Procédure devant la Cour :
Par une requête, enregistrée le 20 octobre 2017, le préfet de police demande à la Cour :
1°) d'annuler le jugement n° 1713785/8 du 9 septembre 2017 du magistrat délégué par le président duTribunal administratif de Paris ;
2°) de rejeter la demande présentée par M. C...devant le Tribunal administratif de Paris.
Il soutient que :
- le requérant n'avait pas soulevé le moyen tiré de la méconnaissance de l'article 4 du règlement (UE) n° 604/2013 du Parlement européen et du Conseil ;
- les autres moyens soulevés par M. C...en première instance n'étaient pas fondés.
La requête a été communiquée au M.C..., qui n'a pas présenté de mémoire en défense.
Vu les autres pièces du dossier.
Vu :
- la convention européenne de sauvegarde des droits de l'homme et des libertés fondamentales,
- la Charte des droits fondamentaux de l'Union européenne,
- le règlement (CE) n° 1560/2003 de la Commission du 2 septembre 2003,
- le règlement (UE) n° 604/2013 du Parlement européen et du Conseil du 26 juin 2013,
- la loi n° 91-647 du 10 juillet 1991 et son décret d'application n° 91-1266 du 19 décembre 1991,
- le code de justice administrative.
Le président de la formation de jugement a dispensé le rapporteur public, sur sa proposition, de prononcer des conclusions à l'audience.
Les parties ont été régulièrement averties du jour de l'audience.
M. Luben a présenté son rapport au cours de l'audience publique.
Considérant ce qui suit :
1. Le préfet de police relève appel du jugement du 9 septembre 2017 par lequel le Tribunal administratif de Paris a annulé son arrêté du 21 août 2017 décidant du transfert de M. C...aux autorités italiennes.
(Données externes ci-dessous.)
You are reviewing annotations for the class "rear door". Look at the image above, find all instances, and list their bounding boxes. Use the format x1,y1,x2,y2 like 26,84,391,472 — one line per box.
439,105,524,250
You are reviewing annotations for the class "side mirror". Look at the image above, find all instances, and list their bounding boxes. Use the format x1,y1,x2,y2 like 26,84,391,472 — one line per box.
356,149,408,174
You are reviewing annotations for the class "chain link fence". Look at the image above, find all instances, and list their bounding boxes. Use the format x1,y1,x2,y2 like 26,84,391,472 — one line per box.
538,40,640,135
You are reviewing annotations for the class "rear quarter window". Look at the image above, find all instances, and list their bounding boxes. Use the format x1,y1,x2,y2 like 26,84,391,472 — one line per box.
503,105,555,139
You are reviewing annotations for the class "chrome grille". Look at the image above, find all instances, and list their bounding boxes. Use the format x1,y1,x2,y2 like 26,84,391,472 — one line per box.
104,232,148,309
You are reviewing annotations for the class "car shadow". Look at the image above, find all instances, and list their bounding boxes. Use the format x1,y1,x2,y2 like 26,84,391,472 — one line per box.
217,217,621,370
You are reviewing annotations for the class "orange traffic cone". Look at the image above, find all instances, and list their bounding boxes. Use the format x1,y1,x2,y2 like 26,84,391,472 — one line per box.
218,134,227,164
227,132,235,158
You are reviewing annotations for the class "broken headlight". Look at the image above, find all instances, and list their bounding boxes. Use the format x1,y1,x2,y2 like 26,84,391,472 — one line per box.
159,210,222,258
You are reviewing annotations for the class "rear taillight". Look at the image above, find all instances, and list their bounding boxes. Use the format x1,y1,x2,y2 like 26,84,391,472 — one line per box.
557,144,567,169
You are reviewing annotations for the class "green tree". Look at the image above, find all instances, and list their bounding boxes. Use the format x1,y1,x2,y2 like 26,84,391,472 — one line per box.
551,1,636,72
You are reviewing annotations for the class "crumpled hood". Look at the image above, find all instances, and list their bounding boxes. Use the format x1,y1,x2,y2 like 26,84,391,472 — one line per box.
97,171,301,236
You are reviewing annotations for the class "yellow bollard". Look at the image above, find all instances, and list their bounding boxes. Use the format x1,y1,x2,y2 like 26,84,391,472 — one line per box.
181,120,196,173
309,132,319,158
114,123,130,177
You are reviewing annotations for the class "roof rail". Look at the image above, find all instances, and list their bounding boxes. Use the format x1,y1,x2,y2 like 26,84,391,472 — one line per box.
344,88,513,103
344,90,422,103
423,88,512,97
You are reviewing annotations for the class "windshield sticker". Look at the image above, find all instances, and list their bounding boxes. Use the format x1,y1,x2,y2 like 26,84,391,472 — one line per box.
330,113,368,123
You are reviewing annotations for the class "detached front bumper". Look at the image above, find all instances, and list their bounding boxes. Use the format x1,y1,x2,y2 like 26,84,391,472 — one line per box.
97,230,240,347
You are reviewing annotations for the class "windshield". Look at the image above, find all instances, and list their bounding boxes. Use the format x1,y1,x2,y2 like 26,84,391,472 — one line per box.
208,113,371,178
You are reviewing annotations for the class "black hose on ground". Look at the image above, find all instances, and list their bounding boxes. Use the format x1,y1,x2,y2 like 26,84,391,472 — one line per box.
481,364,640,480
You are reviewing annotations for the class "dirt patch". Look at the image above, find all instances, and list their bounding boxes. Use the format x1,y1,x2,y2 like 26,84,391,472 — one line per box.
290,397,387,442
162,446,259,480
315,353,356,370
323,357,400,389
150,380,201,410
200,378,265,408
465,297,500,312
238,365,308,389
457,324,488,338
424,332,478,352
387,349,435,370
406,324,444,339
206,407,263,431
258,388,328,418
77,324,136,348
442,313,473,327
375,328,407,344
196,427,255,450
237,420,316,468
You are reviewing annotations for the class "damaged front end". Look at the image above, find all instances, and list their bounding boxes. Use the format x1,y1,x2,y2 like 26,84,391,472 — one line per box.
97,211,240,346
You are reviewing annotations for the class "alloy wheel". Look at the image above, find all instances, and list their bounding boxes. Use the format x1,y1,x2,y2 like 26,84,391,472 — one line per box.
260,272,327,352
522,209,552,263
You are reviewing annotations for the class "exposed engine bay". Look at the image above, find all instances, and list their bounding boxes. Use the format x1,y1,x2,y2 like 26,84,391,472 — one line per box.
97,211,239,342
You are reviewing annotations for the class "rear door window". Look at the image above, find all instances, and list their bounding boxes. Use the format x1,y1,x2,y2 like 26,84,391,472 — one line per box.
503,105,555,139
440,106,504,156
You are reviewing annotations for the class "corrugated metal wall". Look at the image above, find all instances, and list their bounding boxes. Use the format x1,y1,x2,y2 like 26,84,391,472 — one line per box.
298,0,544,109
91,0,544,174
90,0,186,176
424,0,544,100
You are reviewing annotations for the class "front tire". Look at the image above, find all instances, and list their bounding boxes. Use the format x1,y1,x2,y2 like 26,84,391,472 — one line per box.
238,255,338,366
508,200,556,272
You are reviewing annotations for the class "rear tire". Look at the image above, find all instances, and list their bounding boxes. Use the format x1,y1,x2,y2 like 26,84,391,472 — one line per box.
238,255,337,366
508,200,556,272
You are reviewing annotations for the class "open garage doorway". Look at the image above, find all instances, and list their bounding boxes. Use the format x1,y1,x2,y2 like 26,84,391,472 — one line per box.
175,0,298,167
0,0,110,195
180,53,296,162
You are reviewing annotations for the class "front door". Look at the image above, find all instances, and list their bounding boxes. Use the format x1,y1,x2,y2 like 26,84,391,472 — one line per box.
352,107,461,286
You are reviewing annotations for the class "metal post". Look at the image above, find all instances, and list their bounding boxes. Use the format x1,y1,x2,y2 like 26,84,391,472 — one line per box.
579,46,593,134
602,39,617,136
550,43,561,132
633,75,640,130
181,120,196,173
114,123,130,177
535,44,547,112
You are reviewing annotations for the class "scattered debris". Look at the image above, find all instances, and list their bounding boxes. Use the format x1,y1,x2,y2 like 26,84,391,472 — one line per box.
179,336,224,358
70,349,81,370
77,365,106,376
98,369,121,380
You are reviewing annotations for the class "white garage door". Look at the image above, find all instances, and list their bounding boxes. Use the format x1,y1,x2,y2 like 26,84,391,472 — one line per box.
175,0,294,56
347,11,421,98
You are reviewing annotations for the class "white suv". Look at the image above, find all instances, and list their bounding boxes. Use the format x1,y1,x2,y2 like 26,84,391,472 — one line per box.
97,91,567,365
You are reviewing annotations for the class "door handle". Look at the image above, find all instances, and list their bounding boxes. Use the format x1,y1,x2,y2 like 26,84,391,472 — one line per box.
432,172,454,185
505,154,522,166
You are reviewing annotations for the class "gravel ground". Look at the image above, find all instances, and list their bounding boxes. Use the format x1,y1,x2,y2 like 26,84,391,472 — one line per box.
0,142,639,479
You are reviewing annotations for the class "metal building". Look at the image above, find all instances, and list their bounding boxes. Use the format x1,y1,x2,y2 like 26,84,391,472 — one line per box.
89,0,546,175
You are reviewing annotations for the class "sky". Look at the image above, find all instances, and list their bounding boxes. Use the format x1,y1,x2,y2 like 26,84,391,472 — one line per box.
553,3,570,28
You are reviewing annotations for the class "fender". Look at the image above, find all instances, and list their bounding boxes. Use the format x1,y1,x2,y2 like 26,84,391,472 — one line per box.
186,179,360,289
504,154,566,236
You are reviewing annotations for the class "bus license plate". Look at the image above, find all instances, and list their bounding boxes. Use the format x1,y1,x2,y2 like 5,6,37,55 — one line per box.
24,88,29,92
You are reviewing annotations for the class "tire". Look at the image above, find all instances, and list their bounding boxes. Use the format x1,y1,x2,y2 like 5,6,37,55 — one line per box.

Sur la régularité du jugement attaqué :
2. Pour annuler l'arrêté du préfet de police du 21 août 2017 par lequel le préfet de police a décidé de transférer M. C...aux autorités italiennes, le magistrat délégué a retenu que la décision en litige avait méconnu les dispositions de l'article 4 du règlement (UE) n° 604/2013 du Parlement européen et du Conseil du 26 juin 2013. En se fondant sur un tel vice de procédure, qui n'est pas d'ordre public, alors que M. C...n'avait pas soulevé ce moyen, le tribunal administratif a entaché le jugement attaqué d'irrégularité. Par suite, le préfet de police est fondé à soutenir que le jugement attaqué doit, pour ce motif, être annulé.
3. Il y a lieu pour la Cour d'évoquer l'affaire et de statuer immédiatement sur la demande présentée par M. C...devant le Tribunal administratif de Paris tendant à l'annulation de l'arrêté du préfet du 21 août 2017.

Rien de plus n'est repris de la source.